I also endeavor to treat others with respect and be responsible in
my own life. As a teacher of anyone who wishes to learn, I try
to present in my classroom
an example to young people which will help them to grow up straight
and true. I like to think that as a teacher I am planting seeds
in the minds of my students
who may (or may not) choose to water and care for them until one
day they bloom into beautiful flowers. I have tried to present
what I have learned to my students
in the hope that they would find some of it useful. God knows they
will need all the tools they can get when they face the trials
adult life offers! I have invested
myself in hundreds of my students who will soon be adults in all walks of life,
and I think the ideal student/teacher relationship only slightly less sacred
than that between parent and child. It may be neither very dramatic nor sexy,
and my profession may not garner much respect (or wages) from the greater society,
but I bet I have done at least as much good as anyone who passes legislative
bills or brings about protest marches for a living.

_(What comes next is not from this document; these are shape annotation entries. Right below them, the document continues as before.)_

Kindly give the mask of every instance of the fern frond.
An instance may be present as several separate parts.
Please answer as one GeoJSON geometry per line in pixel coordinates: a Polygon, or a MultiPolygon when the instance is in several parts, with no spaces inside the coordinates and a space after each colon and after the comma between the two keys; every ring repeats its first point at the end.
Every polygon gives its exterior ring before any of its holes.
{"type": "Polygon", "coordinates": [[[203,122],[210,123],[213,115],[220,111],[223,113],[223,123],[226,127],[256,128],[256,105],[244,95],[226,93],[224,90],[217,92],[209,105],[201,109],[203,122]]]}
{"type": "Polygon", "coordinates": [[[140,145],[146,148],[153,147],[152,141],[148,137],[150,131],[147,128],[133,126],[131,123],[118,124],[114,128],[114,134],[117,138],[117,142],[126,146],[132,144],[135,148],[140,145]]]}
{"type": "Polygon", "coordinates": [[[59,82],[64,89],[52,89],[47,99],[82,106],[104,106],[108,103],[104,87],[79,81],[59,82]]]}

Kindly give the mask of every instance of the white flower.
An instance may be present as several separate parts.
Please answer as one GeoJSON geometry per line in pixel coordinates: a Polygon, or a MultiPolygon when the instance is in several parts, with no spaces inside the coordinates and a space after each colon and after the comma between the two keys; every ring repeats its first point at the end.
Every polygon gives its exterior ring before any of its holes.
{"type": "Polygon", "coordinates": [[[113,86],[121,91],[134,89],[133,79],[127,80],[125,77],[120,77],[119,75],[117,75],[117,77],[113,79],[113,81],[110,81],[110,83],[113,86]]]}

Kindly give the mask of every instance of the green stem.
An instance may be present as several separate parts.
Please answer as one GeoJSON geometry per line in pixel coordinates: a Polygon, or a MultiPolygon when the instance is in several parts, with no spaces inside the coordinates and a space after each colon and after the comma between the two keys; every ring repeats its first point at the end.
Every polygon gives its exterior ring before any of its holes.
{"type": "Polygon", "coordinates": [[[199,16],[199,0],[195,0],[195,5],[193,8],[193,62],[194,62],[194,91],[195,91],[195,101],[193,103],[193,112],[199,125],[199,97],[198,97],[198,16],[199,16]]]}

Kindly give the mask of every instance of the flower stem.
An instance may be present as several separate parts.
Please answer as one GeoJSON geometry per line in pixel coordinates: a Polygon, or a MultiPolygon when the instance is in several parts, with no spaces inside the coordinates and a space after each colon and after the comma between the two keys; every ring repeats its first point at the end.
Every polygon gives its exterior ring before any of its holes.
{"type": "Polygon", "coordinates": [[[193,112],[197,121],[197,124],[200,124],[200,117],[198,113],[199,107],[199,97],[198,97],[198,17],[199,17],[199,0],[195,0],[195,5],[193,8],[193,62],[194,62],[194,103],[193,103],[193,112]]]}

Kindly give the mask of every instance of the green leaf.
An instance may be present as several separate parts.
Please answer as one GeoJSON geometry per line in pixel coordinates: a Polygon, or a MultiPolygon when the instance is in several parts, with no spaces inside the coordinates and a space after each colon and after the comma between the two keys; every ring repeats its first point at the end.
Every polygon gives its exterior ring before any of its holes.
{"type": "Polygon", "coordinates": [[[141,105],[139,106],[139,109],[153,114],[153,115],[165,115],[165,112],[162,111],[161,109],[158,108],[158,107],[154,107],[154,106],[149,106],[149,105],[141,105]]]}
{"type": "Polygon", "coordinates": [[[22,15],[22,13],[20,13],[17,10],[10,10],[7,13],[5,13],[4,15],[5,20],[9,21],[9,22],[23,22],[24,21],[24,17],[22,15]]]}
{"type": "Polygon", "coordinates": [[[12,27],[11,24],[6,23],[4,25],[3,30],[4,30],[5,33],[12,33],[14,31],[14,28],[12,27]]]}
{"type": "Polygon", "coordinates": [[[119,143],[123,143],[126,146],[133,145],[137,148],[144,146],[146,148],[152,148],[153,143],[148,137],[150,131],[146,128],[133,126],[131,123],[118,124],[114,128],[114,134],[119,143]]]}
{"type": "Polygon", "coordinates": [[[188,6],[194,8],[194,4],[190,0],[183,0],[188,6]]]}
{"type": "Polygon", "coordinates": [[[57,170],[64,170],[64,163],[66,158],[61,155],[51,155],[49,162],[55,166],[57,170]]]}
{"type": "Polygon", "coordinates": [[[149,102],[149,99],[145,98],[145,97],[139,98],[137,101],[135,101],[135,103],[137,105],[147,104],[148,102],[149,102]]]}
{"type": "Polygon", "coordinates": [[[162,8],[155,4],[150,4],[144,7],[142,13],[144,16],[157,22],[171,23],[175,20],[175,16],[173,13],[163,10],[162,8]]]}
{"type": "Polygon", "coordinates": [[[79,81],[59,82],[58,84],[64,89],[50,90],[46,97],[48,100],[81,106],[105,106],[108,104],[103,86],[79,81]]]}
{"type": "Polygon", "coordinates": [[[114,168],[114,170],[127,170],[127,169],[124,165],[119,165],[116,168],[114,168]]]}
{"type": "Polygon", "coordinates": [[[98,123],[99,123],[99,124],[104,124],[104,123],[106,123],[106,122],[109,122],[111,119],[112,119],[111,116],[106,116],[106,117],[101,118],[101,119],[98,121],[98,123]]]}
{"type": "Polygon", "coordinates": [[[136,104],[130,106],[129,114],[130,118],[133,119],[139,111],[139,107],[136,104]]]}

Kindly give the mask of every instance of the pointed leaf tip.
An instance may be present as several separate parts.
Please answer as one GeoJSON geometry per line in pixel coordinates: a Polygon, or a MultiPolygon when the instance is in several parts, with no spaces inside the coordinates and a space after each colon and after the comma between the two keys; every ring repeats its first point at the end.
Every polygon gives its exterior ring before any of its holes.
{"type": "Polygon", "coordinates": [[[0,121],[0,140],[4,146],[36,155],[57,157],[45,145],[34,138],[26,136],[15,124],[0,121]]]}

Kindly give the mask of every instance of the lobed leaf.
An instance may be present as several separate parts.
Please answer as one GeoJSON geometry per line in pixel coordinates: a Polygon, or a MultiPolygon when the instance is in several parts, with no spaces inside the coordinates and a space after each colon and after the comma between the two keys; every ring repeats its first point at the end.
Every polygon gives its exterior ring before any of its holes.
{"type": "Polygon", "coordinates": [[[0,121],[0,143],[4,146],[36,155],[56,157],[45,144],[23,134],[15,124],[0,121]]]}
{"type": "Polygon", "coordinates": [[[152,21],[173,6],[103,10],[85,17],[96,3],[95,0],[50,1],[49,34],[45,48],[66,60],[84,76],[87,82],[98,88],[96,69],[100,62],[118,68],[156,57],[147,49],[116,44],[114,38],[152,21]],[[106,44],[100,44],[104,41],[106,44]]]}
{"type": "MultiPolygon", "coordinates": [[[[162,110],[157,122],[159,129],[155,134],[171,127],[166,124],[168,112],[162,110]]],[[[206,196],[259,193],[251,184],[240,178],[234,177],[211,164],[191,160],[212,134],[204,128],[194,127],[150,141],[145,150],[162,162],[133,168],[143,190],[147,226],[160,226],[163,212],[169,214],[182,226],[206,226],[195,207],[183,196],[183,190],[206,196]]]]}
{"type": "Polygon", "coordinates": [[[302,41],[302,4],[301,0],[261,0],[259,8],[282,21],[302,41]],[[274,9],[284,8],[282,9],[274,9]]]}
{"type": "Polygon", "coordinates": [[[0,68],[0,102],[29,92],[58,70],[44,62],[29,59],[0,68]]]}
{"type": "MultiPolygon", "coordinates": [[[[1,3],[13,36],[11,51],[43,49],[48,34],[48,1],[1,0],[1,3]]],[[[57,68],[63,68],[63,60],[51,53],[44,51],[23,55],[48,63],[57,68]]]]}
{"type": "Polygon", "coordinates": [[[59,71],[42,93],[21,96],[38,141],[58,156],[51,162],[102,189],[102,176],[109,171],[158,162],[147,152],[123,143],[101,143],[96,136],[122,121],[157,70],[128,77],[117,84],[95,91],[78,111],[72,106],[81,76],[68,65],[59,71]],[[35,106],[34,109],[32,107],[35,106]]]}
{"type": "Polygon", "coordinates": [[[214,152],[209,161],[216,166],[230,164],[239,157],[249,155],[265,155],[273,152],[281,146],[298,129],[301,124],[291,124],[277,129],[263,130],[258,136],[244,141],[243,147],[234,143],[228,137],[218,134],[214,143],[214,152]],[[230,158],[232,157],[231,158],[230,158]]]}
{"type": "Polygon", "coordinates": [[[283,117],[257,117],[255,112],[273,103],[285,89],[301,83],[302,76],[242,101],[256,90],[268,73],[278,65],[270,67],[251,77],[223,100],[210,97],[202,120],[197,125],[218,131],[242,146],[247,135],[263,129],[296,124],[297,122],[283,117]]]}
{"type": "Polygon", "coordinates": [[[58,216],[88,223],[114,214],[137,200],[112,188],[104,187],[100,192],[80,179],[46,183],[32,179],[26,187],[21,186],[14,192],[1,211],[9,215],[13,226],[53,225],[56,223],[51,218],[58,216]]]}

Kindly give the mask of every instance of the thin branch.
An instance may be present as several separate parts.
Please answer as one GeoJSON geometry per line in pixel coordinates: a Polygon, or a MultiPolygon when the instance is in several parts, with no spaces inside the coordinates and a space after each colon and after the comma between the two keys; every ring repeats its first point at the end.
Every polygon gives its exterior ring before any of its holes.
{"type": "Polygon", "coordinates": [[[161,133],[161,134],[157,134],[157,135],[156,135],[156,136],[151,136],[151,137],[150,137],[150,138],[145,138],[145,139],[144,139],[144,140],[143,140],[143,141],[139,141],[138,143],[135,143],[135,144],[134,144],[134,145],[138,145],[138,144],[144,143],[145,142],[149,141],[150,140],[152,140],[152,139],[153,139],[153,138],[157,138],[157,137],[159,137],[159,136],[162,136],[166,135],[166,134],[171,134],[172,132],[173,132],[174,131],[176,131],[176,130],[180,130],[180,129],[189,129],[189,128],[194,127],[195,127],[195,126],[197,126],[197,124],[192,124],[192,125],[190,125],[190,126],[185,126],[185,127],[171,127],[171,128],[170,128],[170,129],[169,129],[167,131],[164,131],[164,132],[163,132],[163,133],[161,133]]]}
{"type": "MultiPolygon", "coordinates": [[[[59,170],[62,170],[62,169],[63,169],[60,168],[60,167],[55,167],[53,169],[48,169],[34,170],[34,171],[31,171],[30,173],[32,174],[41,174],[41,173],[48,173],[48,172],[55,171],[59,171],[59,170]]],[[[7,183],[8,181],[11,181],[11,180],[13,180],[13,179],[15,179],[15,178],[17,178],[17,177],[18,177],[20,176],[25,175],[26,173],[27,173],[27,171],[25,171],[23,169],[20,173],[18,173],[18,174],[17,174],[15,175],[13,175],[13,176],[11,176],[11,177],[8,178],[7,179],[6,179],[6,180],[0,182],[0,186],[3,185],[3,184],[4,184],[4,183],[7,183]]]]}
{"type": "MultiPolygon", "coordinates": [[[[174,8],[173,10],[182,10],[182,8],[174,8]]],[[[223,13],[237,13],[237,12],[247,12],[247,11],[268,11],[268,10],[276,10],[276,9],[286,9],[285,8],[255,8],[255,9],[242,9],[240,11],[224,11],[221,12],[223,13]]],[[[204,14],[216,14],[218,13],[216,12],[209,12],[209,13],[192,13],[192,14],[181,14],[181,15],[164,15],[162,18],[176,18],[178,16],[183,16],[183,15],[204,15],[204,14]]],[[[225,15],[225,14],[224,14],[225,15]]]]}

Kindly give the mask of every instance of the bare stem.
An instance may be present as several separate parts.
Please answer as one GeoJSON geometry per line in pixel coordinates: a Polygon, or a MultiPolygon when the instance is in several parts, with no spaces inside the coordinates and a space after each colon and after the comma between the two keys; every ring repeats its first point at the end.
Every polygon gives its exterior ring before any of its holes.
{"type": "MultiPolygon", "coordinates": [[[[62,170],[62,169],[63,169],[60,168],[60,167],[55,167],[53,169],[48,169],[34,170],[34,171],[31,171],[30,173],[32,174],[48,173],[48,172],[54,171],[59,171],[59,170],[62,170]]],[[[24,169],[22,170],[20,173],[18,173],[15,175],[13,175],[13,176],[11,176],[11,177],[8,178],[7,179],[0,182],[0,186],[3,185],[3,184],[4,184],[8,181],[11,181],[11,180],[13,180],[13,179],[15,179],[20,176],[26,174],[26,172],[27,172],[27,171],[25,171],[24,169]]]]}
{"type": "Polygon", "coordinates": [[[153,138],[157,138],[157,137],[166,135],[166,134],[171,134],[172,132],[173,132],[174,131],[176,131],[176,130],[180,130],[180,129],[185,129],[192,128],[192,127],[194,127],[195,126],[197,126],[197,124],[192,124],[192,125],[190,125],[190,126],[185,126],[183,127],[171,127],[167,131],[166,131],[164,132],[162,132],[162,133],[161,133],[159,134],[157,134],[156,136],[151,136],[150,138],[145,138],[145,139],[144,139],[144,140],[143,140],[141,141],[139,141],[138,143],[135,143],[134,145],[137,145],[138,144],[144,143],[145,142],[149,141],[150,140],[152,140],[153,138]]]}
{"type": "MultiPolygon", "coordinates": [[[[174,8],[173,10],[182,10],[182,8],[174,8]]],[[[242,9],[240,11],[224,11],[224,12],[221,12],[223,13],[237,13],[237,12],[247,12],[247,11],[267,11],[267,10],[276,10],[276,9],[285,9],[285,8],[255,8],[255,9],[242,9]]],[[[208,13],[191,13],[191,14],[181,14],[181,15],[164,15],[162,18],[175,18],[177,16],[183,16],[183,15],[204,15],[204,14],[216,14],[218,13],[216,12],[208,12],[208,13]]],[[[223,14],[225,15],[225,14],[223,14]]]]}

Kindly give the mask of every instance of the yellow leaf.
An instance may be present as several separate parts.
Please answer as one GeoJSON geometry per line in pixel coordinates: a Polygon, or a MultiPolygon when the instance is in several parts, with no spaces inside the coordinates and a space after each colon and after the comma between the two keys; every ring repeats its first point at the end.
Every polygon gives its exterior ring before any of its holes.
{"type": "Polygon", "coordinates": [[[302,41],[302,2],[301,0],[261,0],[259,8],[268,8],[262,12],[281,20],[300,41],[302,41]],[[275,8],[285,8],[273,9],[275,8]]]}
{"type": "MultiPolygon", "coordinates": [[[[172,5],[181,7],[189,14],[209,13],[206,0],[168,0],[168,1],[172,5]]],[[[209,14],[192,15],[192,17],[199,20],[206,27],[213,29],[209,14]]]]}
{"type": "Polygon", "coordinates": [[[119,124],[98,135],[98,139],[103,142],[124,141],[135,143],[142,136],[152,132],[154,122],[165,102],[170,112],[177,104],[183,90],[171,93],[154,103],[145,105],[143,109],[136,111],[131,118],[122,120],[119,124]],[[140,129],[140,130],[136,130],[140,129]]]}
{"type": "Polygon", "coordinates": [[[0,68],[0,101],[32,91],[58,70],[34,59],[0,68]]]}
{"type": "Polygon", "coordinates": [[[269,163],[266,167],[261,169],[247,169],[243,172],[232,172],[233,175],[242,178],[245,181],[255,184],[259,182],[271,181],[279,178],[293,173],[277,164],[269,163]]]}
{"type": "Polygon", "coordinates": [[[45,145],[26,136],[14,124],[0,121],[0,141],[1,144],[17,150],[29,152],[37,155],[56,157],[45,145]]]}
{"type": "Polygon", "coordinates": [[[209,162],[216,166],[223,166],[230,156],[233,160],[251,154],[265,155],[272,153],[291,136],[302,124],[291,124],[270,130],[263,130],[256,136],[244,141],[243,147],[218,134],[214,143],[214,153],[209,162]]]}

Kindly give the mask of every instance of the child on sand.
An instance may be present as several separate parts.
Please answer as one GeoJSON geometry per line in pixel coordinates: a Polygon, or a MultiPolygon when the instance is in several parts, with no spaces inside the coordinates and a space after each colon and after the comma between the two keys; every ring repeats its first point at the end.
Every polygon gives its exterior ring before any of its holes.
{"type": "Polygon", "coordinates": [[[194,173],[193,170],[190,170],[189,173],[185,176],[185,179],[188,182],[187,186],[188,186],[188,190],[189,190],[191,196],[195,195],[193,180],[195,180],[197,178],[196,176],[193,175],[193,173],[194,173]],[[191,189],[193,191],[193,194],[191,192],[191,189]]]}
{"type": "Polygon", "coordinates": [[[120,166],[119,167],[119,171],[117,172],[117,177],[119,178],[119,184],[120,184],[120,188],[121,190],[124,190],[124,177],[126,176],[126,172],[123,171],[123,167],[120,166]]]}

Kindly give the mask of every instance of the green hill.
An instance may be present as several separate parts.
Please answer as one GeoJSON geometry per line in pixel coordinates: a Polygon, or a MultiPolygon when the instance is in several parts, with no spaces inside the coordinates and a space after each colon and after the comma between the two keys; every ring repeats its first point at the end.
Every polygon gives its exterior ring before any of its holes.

      I carry the vocation of teacher in my soul and
feel fulfilled in my work. To identify the intersection of my career as an
English teacher and my personal beliefs is not difficult: my job is an extension
of my most intimate thoughts and convictions. Even though all my formal education
is in political science, I am an English teacher at heart. Even when I taught
other subjects, my passion has been in literature. How many times have I tried
to show the beauty or passion of a poem to a group of young people? I would
almost pay someone for the opportunity to continue doing so. At the same time,
teaching is the job I go to every day whether I want to or not and leave from
exhausted at the end of the day. Like in any job, I have my better and my worse
days. With a few notable exceptions, I have found it enjoyable and enriching
to work with young adults. I never wanted to teach in a university (as some
have urged me to try to do) because in high school, in my opinion, a teacher
makes a more profound influence: not only do you teach, but you exemplify a
pattern of interest in learning and thinking to young people at an absolutely
critical juncture in their lives - teenagers being like still unpolished stones
in need of some work before they go out into the world. As opposed to the more
rarefied atmosphere of the university professor, to live and teach among middle
and high school students is akin to drawing palpably close to "the savage heart
of life" (in the words of Clarice Lispector).
      Yet especially in my professional life, I have
often felt out of place in the United States. The American education establishment
in the twentieth century has come to look upon educators not so much as kindred
souls of Socrates on up trying to encourage others to search for truth, but
as agents of the State responsible for socializing their students into agreement
with what they see as the approved precepts of society. According to "progressive" educator
John Dewey:
I believe that
- the school is primarily a social institution.
- education, therefore, is a process of living and not a preparation for future
living.
- education is the fundamental method of social progress and reform.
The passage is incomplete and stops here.